5. **Simulation completed**: once the simulation is completed, you will see a message indicating that the simulation has finished. You should see a folder named ``Sim-max_steps-1000-collection_period-50-cells-400-grids_number-2`` inside the simulators directory. Every simulation will have a name associated with these four parameters: total time steps, data collection period, number of cells, and number of grids.

   Inside the details of the simulation including mmp2 and ecm concentrations, cell locations, and vasculature data will be saved in CSV files, in their respective folders. These files can be opened with any spreadsheet software or analyzed using Python or R, or with MetaSpread's built-in data analysis tools.

Postprocessing
----------------

After running the simulation, you can use the built-in data analysis and visualization tools. To access them, select the ``Postprocess Data`` option from the main menu.

.. image:: main_menu_arrow_post.png

This will open a new menu where you can select the simulation you want to analyze:

.. image:: postprocessing_select_menu.png

Select the simulation you just ran, and then select the type of postprocessing you want to perform. For this tutorial, we will select the ``Run all``, which will produce both the data analysis and the visualization.

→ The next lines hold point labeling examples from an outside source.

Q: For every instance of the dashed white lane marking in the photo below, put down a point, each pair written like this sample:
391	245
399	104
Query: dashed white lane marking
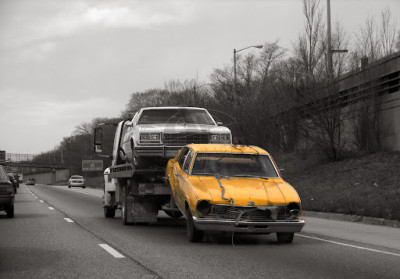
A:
112	251
349	245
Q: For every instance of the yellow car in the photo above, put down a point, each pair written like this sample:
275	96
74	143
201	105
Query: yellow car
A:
223	187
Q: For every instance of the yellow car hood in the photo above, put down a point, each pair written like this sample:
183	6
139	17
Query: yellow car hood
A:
244	191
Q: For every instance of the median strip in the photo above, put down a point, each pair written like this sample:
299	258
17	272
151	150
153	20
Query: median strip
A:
112	251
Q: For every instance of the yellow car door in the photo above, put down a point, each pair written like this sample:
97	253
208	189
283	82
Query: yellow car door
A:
181	175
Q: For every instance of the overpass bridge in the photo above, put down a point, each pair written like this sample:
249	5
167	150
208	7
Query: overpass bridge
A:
43	172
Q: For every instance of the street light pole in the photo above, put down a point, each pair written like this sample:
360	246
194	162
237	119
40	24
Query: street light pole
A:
234	67
330	64
235	84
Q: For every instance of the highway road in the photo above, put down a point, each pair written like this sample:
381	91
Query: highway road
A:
61	233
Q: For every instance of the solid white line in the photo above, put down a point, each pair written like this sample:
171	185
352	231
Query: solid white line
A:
68	220
112	251
349	245
93	195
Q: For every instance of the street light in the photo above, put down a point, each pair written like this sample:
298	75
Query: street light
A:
329	42
234	65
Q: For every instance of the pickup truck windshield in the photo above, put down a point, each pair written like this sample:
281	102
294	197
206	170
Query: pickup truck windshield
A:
3	174
233	165
178	116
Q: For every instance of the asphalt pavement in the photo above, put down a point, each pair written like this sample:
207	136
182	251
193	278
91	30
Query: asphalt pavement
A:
61	233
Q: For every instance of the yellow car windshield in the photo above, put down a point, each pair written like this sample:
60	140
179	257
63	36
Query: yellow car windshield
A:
233	165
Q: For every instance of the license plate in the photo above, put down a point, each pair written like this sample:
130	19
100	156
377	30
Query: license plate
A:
171	153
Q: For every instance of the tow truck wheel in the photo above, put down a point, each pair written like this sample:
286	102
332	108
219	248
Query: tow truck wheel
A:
10	211
174	214
285	237
124	213
194	235
109	212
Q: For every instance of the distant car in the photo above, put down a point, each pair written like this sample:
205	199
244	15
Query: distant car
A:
31	181
7	194
76	181
14	182
233	188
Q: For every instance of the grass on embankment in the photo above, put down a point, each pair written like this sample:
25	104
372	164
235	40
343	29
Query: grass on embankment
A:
366	186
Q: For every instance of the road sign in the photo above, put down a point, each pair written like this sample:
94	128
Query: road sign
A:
92	165
2	156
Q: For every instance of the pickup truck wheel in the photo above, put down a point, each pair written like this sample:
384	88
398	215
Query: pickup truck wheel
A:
285	237
174	214
194	235
10	211
109	212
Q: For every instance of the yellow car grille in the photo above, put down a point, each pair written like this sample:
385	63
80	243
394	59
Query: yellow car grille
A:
250	213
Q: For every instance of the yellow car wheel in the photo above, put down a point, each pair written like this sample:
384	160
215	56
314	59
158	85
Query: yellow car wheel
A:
194	235
285	237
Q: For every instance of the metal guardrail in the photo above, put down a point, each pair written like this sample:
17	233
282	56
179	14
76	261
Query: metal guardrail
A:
16	157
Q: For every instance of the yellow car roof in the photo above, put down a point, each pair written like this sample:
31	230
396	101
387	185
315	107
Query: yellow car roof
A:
227	148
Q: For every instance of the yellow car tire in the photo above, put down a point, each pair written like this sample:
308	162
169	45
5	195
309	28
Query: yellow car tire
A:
193	234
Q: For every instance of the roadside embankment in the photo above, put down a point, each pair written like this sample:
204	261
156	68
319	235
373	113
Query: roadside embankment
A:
364	186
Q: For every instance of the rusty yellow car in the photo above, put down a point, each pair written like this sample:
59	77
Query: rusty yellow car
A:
224	187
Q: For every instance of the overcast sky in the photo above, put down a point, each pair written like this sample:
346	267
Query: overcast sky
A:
63	63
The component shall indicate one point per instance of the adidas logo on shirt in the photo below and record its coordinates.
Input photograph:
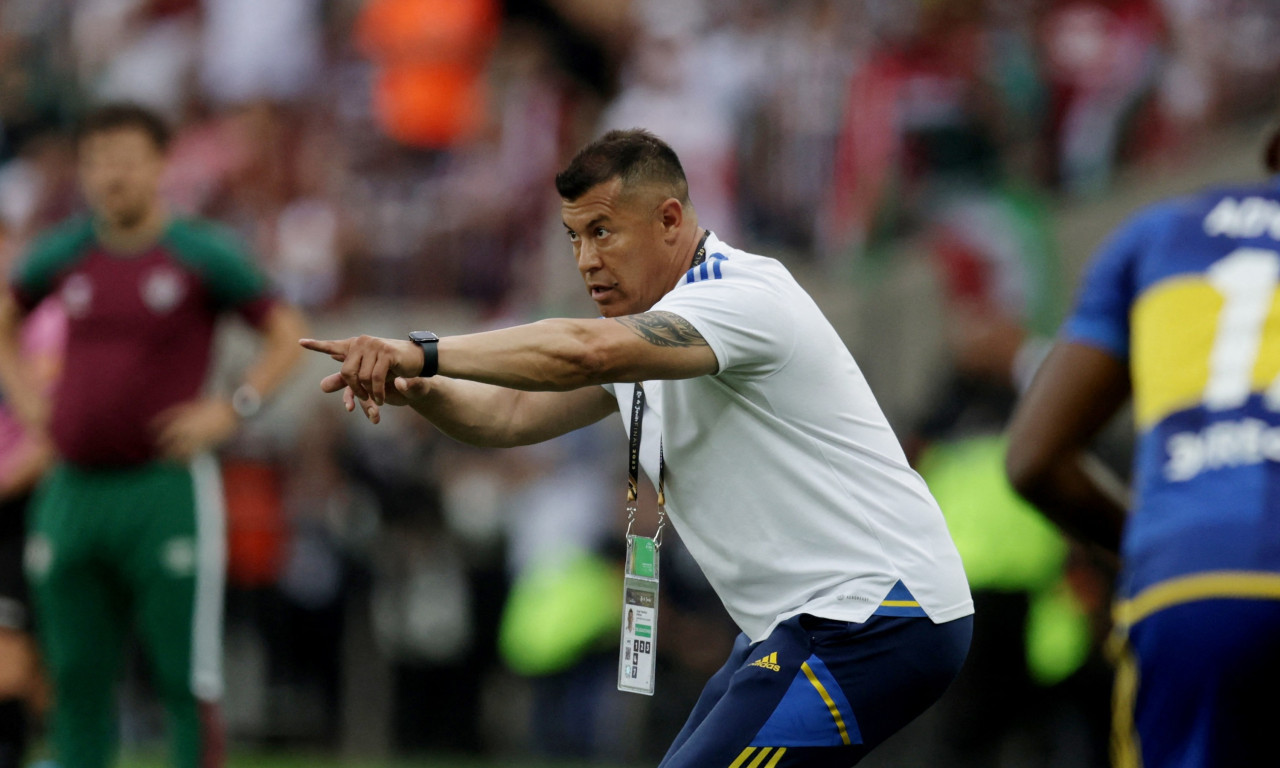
(769, 662)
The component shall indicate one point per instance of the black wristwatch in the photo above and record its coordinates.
(426, 342)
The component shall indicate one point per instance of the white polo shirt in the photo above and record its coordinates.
(784, 478)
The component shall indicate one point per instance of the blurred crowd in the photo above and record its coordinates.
(391, 590)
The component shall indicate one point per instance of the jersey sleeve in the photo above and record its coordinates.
(224, 265)
(743, 316)
(35, 275)
(1101, 314)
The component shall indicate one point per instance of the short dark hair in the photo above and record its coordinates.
(635, 156)
(1271, 151)
(122, 115)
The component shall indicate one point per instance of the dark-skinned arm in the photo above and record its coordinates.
(1075, 392)
(521, 384)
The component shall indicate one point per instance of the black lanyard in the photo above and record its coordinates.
(634, 453)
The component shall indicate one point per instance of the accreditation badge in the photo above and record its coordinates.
(639, 617)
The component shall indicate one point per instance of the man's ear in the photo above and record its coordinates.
(671, 214)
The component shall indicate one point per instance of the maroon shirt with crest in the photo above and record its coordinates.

.. image:: postprocessing_menu.png

You will be prompted to enter the number of pictures you will generate per plot. Each picture will show the evolution of the simulation over time, and they will server as frames in the final video. For this tutorial, we will use 10 pictures per plot:

.. image:: select_amount_of_pictures.png

Then, you will be prompted to enter the number of frames per second for the final video. Since we chose to create 10 picture before, a good number would be 1 frame per second, so we get a 10 second video:

.. image:: select_video_framerate.png

Then, the postprocessing will start. The first step will be the data analysis, which will generate a series of CSV files describing the dynamics of the simulation, such as the number of cells in each grid, the concentration of MMP2 and ECM, and the number of vessels in each grid. These files will be saved in the ``Data Analysis`` directory inside the simulation folder.
The second step will be the graphical analysis, which will generate a series of plots showing the dynamics of the simulation. These plots will be saved in the ``Graphical Analysis`` directory inside the simulation folder.
Finally, the last step will be the video generation, which will create a video showing the evolution of the simulation over time. This video will be saved in the ``Videos`` directory inside the simulation folder.

To watch the final result, go to the videos directory and open ``Tumor dynamics - Grid1.mp4``. You should see something like this:

.. image:: video_tumor_dynamics.gif

Perfect! You have successfully run a simulation in MetaSpread and visualized the results.

Further comments
----------------

Although we ran and visualized a simulation successfully, if you open other videos, for example the ones that count the cells numbers in grids 1 and 2, you will see that nothing changes. That is because the parameters for cell reproduction are greater than our total time steps (2000 for mesenchymal and 3000 for epithelial), so the cells do not reproduce during the simulation. You can experiment by extending the total amount of time steps, or changing them for lower values in the ``simulation_configs.csv`` file to see how the simulation changes.